The person who sold you the advance was not working for you. They were working for a commission. The commission structure explains every recommendation they made and every alternative they did not mention.
Merchant cash advance brokers — also called independent sales organizations, or ISOs — earn a commission on every deal they close. The commission is paid by the funder, not by you, but that distinction is cosmetic. The commission is built into the cost of the advance. It is embedded in the factor rate. You paid for it with every daily withdrawal, whether you knew it or not.

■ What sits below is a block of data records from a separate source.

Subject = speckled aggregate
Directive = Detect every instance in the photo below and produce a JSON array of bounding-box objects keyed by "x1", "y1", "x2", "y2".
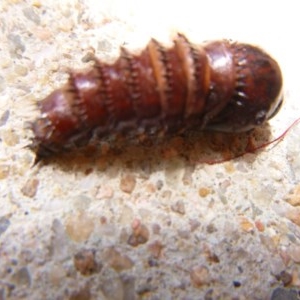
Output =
[{"x1": 1, "y1": 1, "x2": 300, "y2": 299}]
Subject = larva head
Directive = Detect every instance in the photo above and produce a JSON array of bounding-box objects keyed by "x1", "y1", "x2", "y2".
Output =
[{"x1": 208, "y1": 42, "x2": 283, "y2": 132}]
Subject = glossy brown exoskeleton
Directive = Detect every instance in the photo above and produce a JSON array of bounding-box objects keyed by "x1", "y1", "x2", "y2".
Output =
[{"x1": 30, "y1": 34, "x2": 283, "y2": 159}]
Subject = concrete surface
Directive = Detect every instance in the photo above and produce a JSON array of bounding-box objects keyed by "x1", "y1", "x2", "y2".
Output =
[{"x1": 1, "y1": 0, "x2": 300, "y2": 299}]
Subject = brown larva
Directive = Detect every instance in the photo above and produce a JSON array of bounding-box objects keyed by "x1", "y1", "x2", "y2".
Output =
[{"x1": 30, "y1": 33, "x2": 283, "y2": 160}]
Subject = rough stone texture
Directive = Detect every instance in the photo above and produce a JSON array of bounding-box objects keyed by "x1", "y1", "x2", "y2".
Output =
[
  {"x1": 270, "y1": 288, "x2": 300, "y2": 300},
  {"x1": 1, "y1": 0, "x2": 300, "y2": 299}
]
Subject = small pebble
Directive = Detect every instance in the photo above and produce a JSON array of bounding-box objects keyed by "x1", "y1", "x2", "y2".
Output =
[
  {"x1": 136, "y1": 283, "x2": 154, "y2": 295},
  {"x1": 152, "y1": 223, "x2": 161, "y2": 235},
  {"x1": 255, "y1": 220, "x2": 265, "y2": 232},
  {"x1": 275, "y1": 270, "x2": 293, "y2": 286},
  {"x1": 0, "y1": 217, "x2": 11, "y2": 236},
  {"x1": 48, "y1": 264, "x2": 66, "y2": 286},
  {"x1": 1, "y1": 129, "x2": 19, "y2": 146},
  {"x1": 171, "y1": 200, "x2": 185, "y2": 215},
  {"x1": 203, "y1": 245, "x2": 220, "y2": 264},
  {"x1": 224, "y1": 162, "x2": 235, "y2": 173},
  {"x1": 50, "y1": 218, "x2": 68, "y2": 258},
  {"x1": 120, "y1": 275, "x2": 136, "y2": 300},
  {"x1": 148, "y1": 240, "x2": 163, "y2": 259},
  {"x1": 81, "y1": 51, "x2": 96, "y2": 63},
  {"x1": 0, "y1": 76, "x2": 5, "y2": 92},
  {"x1": 198, "y1": 187, "x2": 211, "y2": 197},
  {"x1": 279, "y1": 248, "x2": 292, "y2": 266},
  {"x1": 97, "y1": 39, "x2": 113, "y2": 52},
  {"x1": 145, "y1": 183, "x2": 156, "y2": 193},
  {"x1": 285, "y1": 207, "x2": 300, "y2": 226},
  {"x1": 22, "y1": 7, "x2": 41, "y2": 24},
  {"x1": 286, "y1": 244, "x2": 300, "y2": 263},
  {"x1": 286, "y1": 185, "x2": 300, "y2": 206},
  {"x1": 0, "y1": 164, "x2": 10, "y2": 180},
  {"x1": 8, "y1": 34, "x2": 25, "y2": 56},
  {"x1": 190, "y1": 265, "x2": 211, "y2": 287},
  {"x1": 156, "y1": 179, "x2": 163, "y2": 190},
  {"x1": 96, "y1": 185, "x2": 114, "y2": 199},
  {"x1": 0, "y1": 110, "x2": 9, "y2": 126},
  {"x1": 21, "y1": 178, "x2": 39, "y2": 198},
  {"x1": 100, "y1": 275, "x2": 124, "y2": 300},
  {"x1": 34, "y1": 27, "x2": 52, "y2": 40},
  {"x1": 120, "y1": 174, "x2": 136, "y2": 194},
  {"x1": 14, "y1": 64, "x2": 28, "y2": 76},
  {"x1": 0, "y1": 57, "x2": 11, "y2": 69},
  {"x1": 127, "y1": 220, "x2": 150, "y2": 247},
  {"x1": 206, "y1": 223, "x2": 217, "y2": 234},
  {"x1": 148, "y1": 257, "x2": 159, "y2": 267},
  {"x1": 103, "y1": 247, "x2": 134, "y2": 272},
  {"x1": 11, "y1": 267, "x2": 31, "y2": 287},
  {"x1": 164, "y1": 160, "x2": 185, "y2": 187},
  {"x1": 32, "y1": 0, "x2": 42, "y2": 8},
  {"x1": 65, "y1": 213, "x2": 95, "y2": 242},
  {"x1": 189, "y1": 219, "x2": 201, "y2": 231},
  {"x1": 182, "y1": 165, "x2": 194, "y2": 185},
  {"x1": 69, "y1": 287, "x2": 91, "y2": 300},
  {"x1": 73, "y1": 249, "x2": 99, "y2": 276},
  {"x1": 177, "y1": 229, "x2": 190, "y2": 239},
  {"x1": 238, "y1": 216, "x2": 255, "y2": 232},
  {"x1": 161, "y1": 190, "x2": 172, "y2": 200},
  {"x1": 118, "y1": 205, "x2": 134, "y2": 225}
]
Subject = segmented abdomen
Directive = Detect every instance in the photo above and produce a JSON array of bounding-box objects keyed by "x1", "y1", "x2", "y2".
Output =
[{"x1": 31, "y1": 34, "x2": 283, "y2": 159}]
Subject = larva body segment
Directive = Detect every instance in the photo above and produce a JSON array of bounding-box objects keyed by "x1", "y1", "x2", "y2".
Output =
[{"x1": 31, "y1": 34, "x2": 283, "y2": 159}]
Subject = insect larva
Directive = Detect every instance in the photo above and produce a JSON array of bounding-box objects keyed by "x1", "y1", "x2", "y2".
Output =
[{"x1": 30, "y1": 33, "x2": 283, "y2": 160}]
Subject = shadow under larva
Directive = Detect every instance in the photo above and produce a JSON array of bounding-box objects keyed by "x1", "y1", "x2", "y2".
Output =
[{"x1": 29, "y1": 33, "x2": 283, "y2": 162}]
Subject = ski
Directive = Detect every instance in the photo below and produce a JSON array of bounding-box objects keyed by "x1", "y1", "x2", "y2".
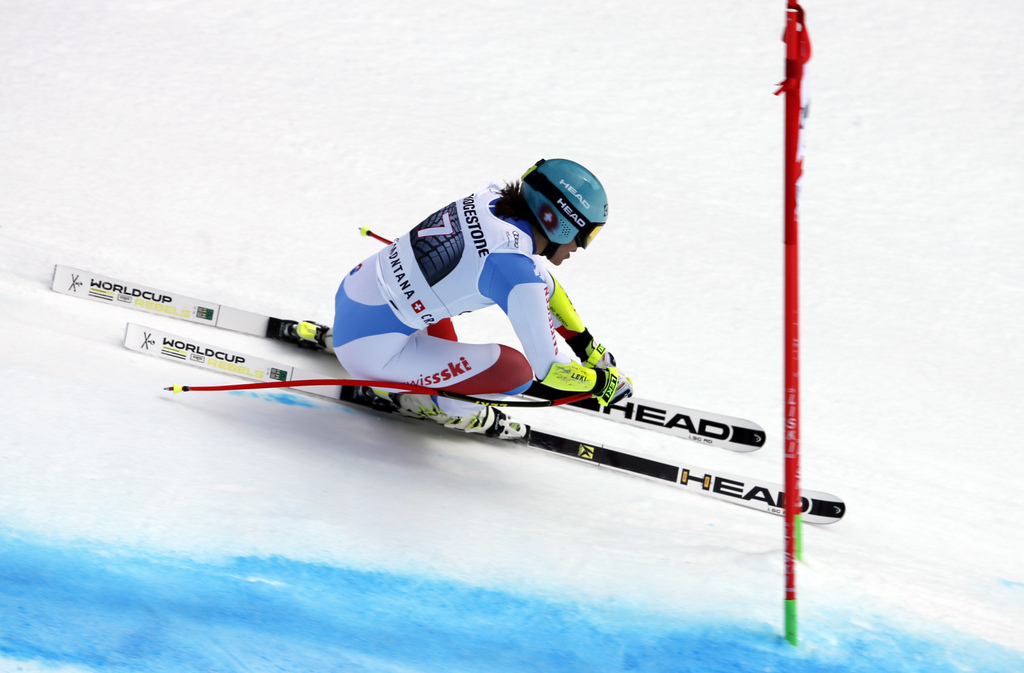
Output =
[
  {"x1": 524, "y1": 383, "x2": 765, "y2": 450},
  {"x1": 122, "y1": 322, "x2": 844, "y2": 524},
  {"x1": 54, "y1": 264, "x2": 766, "y2": 451},
  {"x1": 51, "y1": 264, "x2": 328, "y2": 351}
]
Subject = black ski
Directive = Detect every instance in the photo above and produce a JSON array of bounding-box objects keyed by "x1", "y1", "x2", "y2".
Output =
[{"x1": 122, "y1": 322, "x2": 844, "y2": 524}]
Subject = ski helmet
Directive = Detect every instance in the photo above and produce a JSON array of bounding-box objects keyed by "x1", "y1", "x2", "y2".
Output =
[{"x1": 521, "y1": 158, "x2": 608, "y2": 251}]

The commission is calculated as a percentage of the funded amount, typically expressed in “points.” One point equals one percent. Commissions range from 1 to 12 points on a standard deal, though some deals carry commissions as high as 15 points or more. On a $100,000 advance at 10 points, the broker earned $10,000 the day you signed. That money came from the funder’s margin, and the funder recovered it by charging you a higher factor rate than the deal would have carried without the broker’s involvement.
The Incentive Misalignment
The broker does not earn more when you get better terms. The broker earns more when you take a larger advance at a higher factor rate. The incentive structure is the inverse of yours. You want the smallest advance necessary at the lowest cost. The broker wants the largest advance possible at the highest cost the market will bear.
A factor rate of 1.35 on $100,000 means you repay $135,000. A factor rate of 1.45 on $100,000 means you repay $145,000. The difference is $10,000. A portion of that difference flows to the broker as additional commission. The broker who steers you toward the 1.45 rate earns more than the broker who finds you the 1.35 rate. There is no regulatory requirement for the broker to disclose the commission amount, the alternative rates available, or the existence of less expensive products.
You were not advised by a fiduciary. You were sold a product by a commissioned salesperson whose income was directly proportional to your cost. This is not illegal in itself. But it creates a dynamic that every business owner should understand before evaluating the terms they were offered.
Stacking and Renewals
Some brokers earn renewal commissions when you refinance or stack a second advance on top of the first. This creates an incentive to contact you before the first advance is fully repaid and recommend a new one. The recommendation is not based on your financial position. It is based on the renewal window — the point at which you have repaid enough of the first advance that a new advance can be layered on top.
The broker may frame the renewal as a consolidation. Pay off the balance of the first advance with the second, receive additional working capital, simplify your payments. The framing omits the fact that the new advance carries a new factor rate on the full amount, including the portion used to retire the old balance. You are paying a premium to refinance a premium. The broker earns a new commission on the full funded amount.